ABSTRACT

These areas too have been an object of interest for four presidents at least. Here again, de Gaulle set a framework, appointing France’s first Culture Minister, the novelist André Malraux, who was given a respectable budget with which to promote Maisons de la Culture that would dissipate the obscurity of the philistine provinces. Pompidou paved the way for the national museum of modern art that bears his name; Giscard did the same for the nineteenth-century museum in the former Orsay railway station. Mitterrand both backed his flamboyant minister, Jack Lang, and pressed ahead with his own ambitious and expensive grands chantiers which have changed the face of Paris. Only Chirac gave the sector relatively little attention, appointing a second-rank minister and allowing budget cuts. Broadcasting has also witnessed direct presidential intervention, such as de Gaulle’s decision to allow advertising on France’s two public television channels in 1967. Both de Gaulle and Pompidou saw radio and (in particular) television as the ‘voice of France’, and demanded favourable coverage for themselves and their governments: Pompidou notably stalled ChabanDelmas’s attempts to liberalise the sector. Giscard broke up the State broadcasting monopoly in 1974, giving the three stations and the production company a (modest) measure of autonomy.

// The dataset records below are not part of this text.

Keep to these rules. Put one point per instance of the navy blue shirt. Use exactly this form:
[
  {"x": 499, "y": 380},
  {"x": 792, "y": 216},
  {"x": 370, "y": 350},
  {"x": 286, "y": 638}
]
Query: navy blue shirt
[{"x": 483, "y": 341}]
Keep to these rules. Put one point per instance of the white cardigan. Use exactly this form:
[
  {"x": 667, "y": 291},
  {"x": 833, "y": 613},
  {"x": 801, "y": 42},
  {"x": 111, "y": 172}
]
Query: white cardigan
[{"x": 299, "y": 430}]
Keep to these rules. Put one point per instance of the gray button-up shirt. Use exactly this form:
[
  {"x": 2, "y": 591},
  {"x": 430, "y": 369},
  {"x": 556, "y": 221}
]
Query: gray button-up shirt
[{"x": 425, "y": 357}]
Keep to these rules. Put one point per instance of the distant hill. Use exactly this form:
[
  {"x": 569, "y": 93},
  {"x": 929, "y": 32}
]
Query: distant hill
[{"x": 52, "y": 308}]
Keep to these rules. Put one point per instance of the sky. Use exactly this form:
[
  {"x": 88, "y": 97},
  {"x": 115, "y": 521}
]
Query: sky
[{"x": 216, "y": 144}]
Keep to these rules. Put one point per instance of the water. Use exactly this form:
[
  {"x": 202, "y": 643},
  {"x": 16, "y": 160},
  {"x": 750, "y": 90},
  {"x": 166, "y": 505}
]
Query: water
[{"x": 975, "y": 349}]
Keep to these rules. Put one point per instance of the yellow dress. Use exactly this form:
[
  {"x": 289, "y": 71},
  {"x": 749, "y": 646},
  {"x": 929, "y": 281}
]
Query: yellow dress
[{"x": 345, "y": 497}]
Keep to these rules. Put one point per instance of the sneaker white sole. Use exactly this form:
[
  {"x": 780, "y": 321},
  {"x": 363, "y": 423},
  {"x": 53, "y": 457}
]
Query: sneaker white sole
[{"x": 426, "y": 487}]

Mitterrand delivered on electoral promises to allow private radio stations and to create an arm’s-length broadcasting authority, took the final decision on who should appoint the members of the new body, the Haute Autorité de l’Audiovisuel, opened two television channels to private operators, and was instrumental in choosing those operators (one of whom was Silvio Berlusconi, the future right-wing Prime Minister of Italy).